Choosing the right truck for your business

Choosing the right truck for your application is fundamental to the success of your business

The very beginning of a successful and sustainable trucking business is about making decisions relating to the type of transport industry you will enter and trucks that you will use and how they will be used.

Choosing the right truck for the right job is more about common sense than the ability to make difficult calculations.

Choosing the right truck: Types of transport tasks

Transport sectors worth looking into for newcomers to trucking include:

  • Manufacturers who need their raw materials delivered to factories
  • The agricultural sector, where farmers need to move animal feed, fertilisers, livestock or fresh produce
  • Wholesalers who need stock delivered to outlets on a regular basis
  • Smaller services could be refuse removal, furniture moving and the like

Truck types

There is a multitude of truck types/configurations operating on our roads. GVM refers to the maximum operating weight a truck can possibly carry while driving, including the truck itself.

CATEGORY GVM APPLICATION
MCV – Medium Commercial Vehicles 3.5 < GVM ≤ 8.5 tonnes Home delivery, logistics, waste and garden rubbish removal, courier services
HCV – Heavy Commercial Vehicles 8.5 < GVM ≤ 16.5 tonnes Cargo hauling, mining, sanitation, construction
EHCV – Extra-Heavy Commercial Vehicles 16.5 tonnes < GVM Construction, long-haul carriers, gas and fuel tankers, forestry

The South African truck market for all commercial vehicles with Gross Vehicle Mass (GVM) ratings above 3 500kg is divided into the three different segments (see table above).

Choosing the right truck: Select the vehicle most suited to your application

Determine the payload and select a vehicle with sufficient capacity for maximum productivity. Consider the expected growth of your business and, if necessary, purchase a larger vehicle for future requirements.

If you buy a rigid unit, consider sufficient traction to pull a trailer for possible future needs. Make sure the truck will have sufficient power to maintain an acceptable average speed for the routes it will travel, but keep in mind that a more powerful unit will use a lot of fuel, so investigate your operating conditions.

Vehicles doing long-distance, high-speed routes normally require more power (kW) and torque (Nm) to handle air resistance in comparison to hauls involved in local, slow, distribution work.

The best way to determine the required power and torque rating is to ask your truck dealer for a tailor-made performance calculation.

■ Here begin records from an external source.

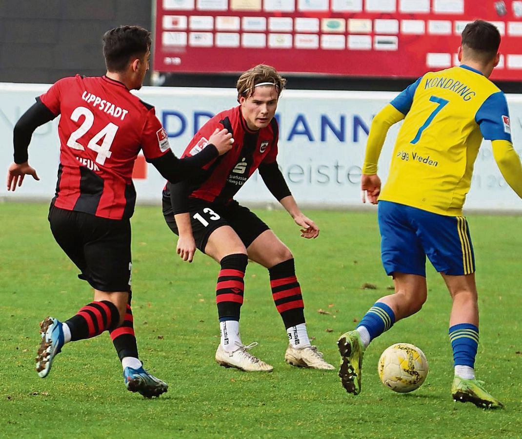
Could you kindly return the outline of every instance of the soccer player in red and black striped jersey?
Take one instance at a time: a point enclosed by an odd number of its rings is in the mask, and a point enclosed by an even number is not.
[[[48,317],[40,325],[37,357],[40,376],[47,376],[64,345],[108,330],[122,360],[128,390],[157,396],[167,385],[149,374],[138,359],[130,308],[130,218],[136,192],[132,174],[140,150],[168,180],[176,182],[231,147],[226,130],[212,133],[212,146],[192,158],[171,151],[154,108],[130,92],[139,89],[149,68],[150,33],[120,26],[105,33],[106,74],[64,78],[37,98],[14,133],[14,162],[7,189],[26,175],[39,180],[28,163],[36,128],[58,115],[60,163],[49,220],[54,238],[94,289],[94,301],[64,323]]]
[[[239,334],[248,259],[268,269],[272,296],[290,341],[286,361],[295,366],[334,369],[310,343],[292,253],[264,222],[233,199],[258,169],[268,189],[302,228],[301,236],[315,238],[319,234],[318,228],[298,207],[276,160],[279,132],[274,115],[286,82],[272,67],[264,65],[243,74],[237,84],[240,105],[208,121],[183,157],[204,151],[210,135],[222,128],[232,134],[232,149],[190,179],[168,183],[163,191],[163,213],[180,237],[180,256],[191,262],[197,247],[221,265],[216,287],[221,342],[216,360],[245,371],[273,369],[248,352],[257,343],[245,346]]]

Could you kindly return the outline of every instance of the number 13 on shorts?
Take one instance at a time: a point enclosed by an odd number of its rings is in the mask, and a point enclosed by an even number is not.
[[[216,221],[216,220],[218,220],[221,218],[221,217],[219,216],[219,215],[218,215],[213,210],[210,209],[210,207],[205,207],[205,209],[203,209],[203,213],[210,214],[208,215],[208,218],[209,219],[212,221]],[[194,213],[192,216],[192,218],[193,218],[194,219],[197,220],[198,221],[199,221],[199,222],[203,224],[203,226],[205,227],[206,227],[207,226],[208,226],[209,224],[210,224],[210,223],[208,221],[207,221],[205,218],[204,218],[203,217],[201,216],[201,215],[200,215],[199,213]]]

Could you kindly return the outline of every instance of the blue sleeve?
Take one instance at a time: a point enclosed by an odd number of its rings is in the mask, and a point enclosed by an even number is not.
[[[475,121],[487,140],[511,141],[509,111],[502,91],[494,93],[484,101],[475,115]]]
[[[415,94],[415,90],[417,89],[419,84],[420,84],[421,76],[412,84],[409,85],[406,88],[402,90],[395,99],[390,103],[392,104],[396,109],[398,110],[403,114],[406,115],[411,108],[411,103],[413,101],[413,95]]]

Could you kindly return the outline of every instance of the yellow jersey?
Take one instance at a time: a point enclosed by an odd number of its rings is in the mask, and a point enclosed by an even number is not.
[[[461,215],[482,138],[511,141],[504,93],[462,65],[426,73],[391,104],[406,117],[379,199]]]

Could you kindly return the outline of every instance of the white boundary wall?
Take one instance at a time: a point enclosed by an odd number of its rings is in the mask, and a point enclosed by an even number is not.
[[[3,147],[0,171],[5,175],[13,159],[13,128],[18,117],[48,85],[0,84],[0,134]],[[179,156],[197,128],[212,114],[237,104],[229,89],[144,87],[139,97],[156,106],[156,114]],[[278,161],[290,189],[302,206],[325,208],[361,206],[361,166],[372,118],[396,93],[285,90],[277,115],[280,122]],[[507,97],[515,148],[522,150],[522,95]],[[0,185],[0,201],[50,200],[54,195],[59,152],[57,118],[39,128],[29,148],[29,162],[41,180],[26,179],[8,194]],[[379,162],[384,182],[399,124],[388,133]],[[159,202],[164,182],[150,165],[145,180],[135,180],[138,203]],[[4,180],[5,181],[5,180]],[[275,200],[257,173],[240,191],[247,204]],[[506,184],[485,141],[475,165],[466,207],[470,209],[522,211],[522,202]]]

Ensure your vehicle is supported by a manufacturer or dealer offering the full back-up service that will be required to keep your vehicle on the road for its expected lifespan.

Remember, the vehicle can only generate income when the wheels are moving.

Are there special loading and unloading requirements; and does it require investment in retrofit equipment, for example, a special floor, a tail-lift, truck-mounted crane, PTO or pump?

Choosing the right truck: Ask your truck dealer

Buying a new truck can be a daunting experience. Your dealer will be able to give you the best advice when choosing a truck suited for your specific needs, and also help you to make informed decisions relating to truck types and configurations.

The dealer will also give you recommendations on after-sales requirements such as parts, accessories and service needs for your choice.

For example, two different models may both be 8-tonne trucks but are used for different road conditions and therefore have different applications.  You will get the best advice from your truck dealer to suit your exact requirements.

Ask questions to gain a full understanding of the transport requirements for the tasks you are going to undertake.

Once you’ve defined your objective to gain a clear idea of the specs you need, you can organise your thoughts into a specification requirement sheet.

Choosing the right truck: Key items for consideration

  • What are your GVM requirements?
  • Seat configurations – how many crew will the truck carry? If two, include a two-passenger seat for your spec. (Keep in mind that the seat configuration can increase or diminish the interior storage capacity.)
  • Is a high-horsepower, high-torque diesel engine a must, or will a lower capacity engine be sufficient? The higher the horsepower and torque ratings, the higher the operating costs of the vehicle.
  • Compare purchase price and specification in terms of cost per legal payload tonne and capital cost as a percentage of the total operating costs over the expected useful life of the truck you wish to purchase.

Before making your final decision, review all aspects of the transport job to be done and then seek out the configuration that offers the best solutions for the specifications you have identified.

Choosing the right types of trucks for specific transport tasks is critical if the truck owner is to succeed in building a sustainable trucking business. Avoid expensive before making the final decision.

  • Don’t take promises for granted – do your own investigations and talk to other truck owners.
  • Write down your motivations and justifications for what you need to get the job done – be objective, get the facts and think long-term.
  • Ask suppliers for information, advice and help in getting to grips with all the technical information you need.
  • Gain an understanding of the lifecycle costs of the vehicle.
  • Subjective or emotional decisions to satisfy short-term considerations should not outweigh common sense.